Wednesday, March 30, 2011

Readers slammed us for slamming Rep. Rickey Hardy’s embrace of what we’re officially dubbing ‘the piss poor proposal.’

We gave state Rep. Rickey Hardy, D-Lafayette, a drubbing last week in Pooyie! — labeling him that week’s Couillon with a capital C — for supporting a proposed bill to require recipients of state welfare to undergo drug tests. The bill by Rep. John LaBruzzo, R-Metairie, failed in last year’s session and, we hope, will meet the same fate this year.

We still believe Rickey Hardy is a straight shooter and gives an honest damn about doing right by his constituents. But we believe his support for this slab of putrid red meat is misguided.
LaBruzzo’s bill, behind which Hardy unfortunately — again, in our view — has thrown not only his support but now his co-sponsorship, smacks of “welfare queens” and Willie Horton: ad hominem skullduggery designed to play to the prejudices and fears of white people for the cynical purpose of gaining electoral advantage. LaBruzzo represents a part of eastern Jefferson Parish that once sent former Ku Klux Klan Grand Wizard David Duke to the state House of Representatives; a bill requiring welfare recipients to pee in a cup is manna for those knuckle-draggers. How such legislation will play in Hardy’s District 44 — a poor and working-class, majority black district — remains to be seen.

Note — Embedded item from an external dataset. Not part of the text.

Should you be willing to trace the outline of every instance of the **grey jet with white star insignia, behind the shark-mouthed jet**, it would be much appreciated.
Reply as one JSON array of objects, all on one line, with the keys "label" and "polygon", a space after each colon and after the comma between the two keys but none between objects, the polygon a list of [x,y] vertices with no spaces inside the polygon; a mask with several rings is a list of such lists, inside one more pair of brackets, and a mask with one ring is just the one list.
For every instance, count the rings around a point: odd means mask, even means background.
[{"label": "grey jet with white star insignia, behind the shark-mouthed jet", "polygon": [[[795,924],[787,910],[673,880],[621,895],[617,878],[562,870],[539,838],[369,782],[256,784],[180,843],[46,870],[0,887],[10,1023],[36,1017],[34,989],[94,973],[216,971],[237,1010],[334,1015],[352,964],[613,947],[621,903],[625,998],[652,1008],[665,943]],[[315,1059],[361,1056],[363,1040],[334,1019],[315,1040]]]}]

Our response in last week’s Pooyie was visceral. We were PO’d that a state rep whom we have supported and whom we personally like would wed himself to such legislation. Our readers, on the other hand — at least those moved enough to post comments on our website — cheered the bill and let us know in no uncertain terms how adequately full of crap The Independent Weekly is.
So, let’s go at this from another angle: economics and reality.

The reality is, there’s no credible evidence that welfare recipients have a higher rate of drug use/abuse than the general public.

Michigan instituted a pilot program of mandatory drug testing in three state welfare offices a decade ago. Of the 250 women tested, 21 tested positive for illegal substances and all but three tested positive for marijuana only. Michigan soon abandoned the program.

Consider the cost of “catching” these pot heads using the Michigan numbers. A drug test costs about $42. Michigan’s pilot program cost $10,500 to test 250 people, so the cost of catching the 21 scofflaws was $500 apiece. This is why many corporations have abandoned or never embraced drug testing — the cost per positive result is staggering.

With Louisiana facing a $1.6 billion budget shortfall, is this cost worth it? And what do we do with those who test positive? Cut them — and, more important, their children — off the public dole?

Pay thousands of dollars for treatment to address what is most likely an “addiction” to pot?

Louisiana actually passed a law in 1997 requiring drug testing for welfare, but a task force appointed to implement the law found that limited testing based on a questionnaire used to identify likely drug users would be more cost-effective. And then, well, what ever happened to that?

If we want to address a drug more likely to be ravaging the poor, look to alcohol. But, that’s legal and has some deep-pocketed interests behind it. Not so the stoner lobby.

And why just welfare recipients? Embedded in this is the tacit belief that the poor possess less moral character than the rest of us, that they are more susceptible to the allure of illegal drugs or lean on dope to escape their economic reality. Not buying that.

And why not test everyone who receives government funds? Because welfare recipients, unlike public servants, are lazy? That’s the implication.

Even with his meager state salary, LaBruzzo is pulling down more than the “welfare queens” he’s targeting with this bill.

How about Joey Durel? He gets public dollars and, come to think of it, cracks a lot of jokes and seems generally pleased with himself.

LaBruzzo’s bill smacks of ‘welfare queens’ and Willie Horton: ad hominem skullduggery designed to play to the prejudices and fears of white people.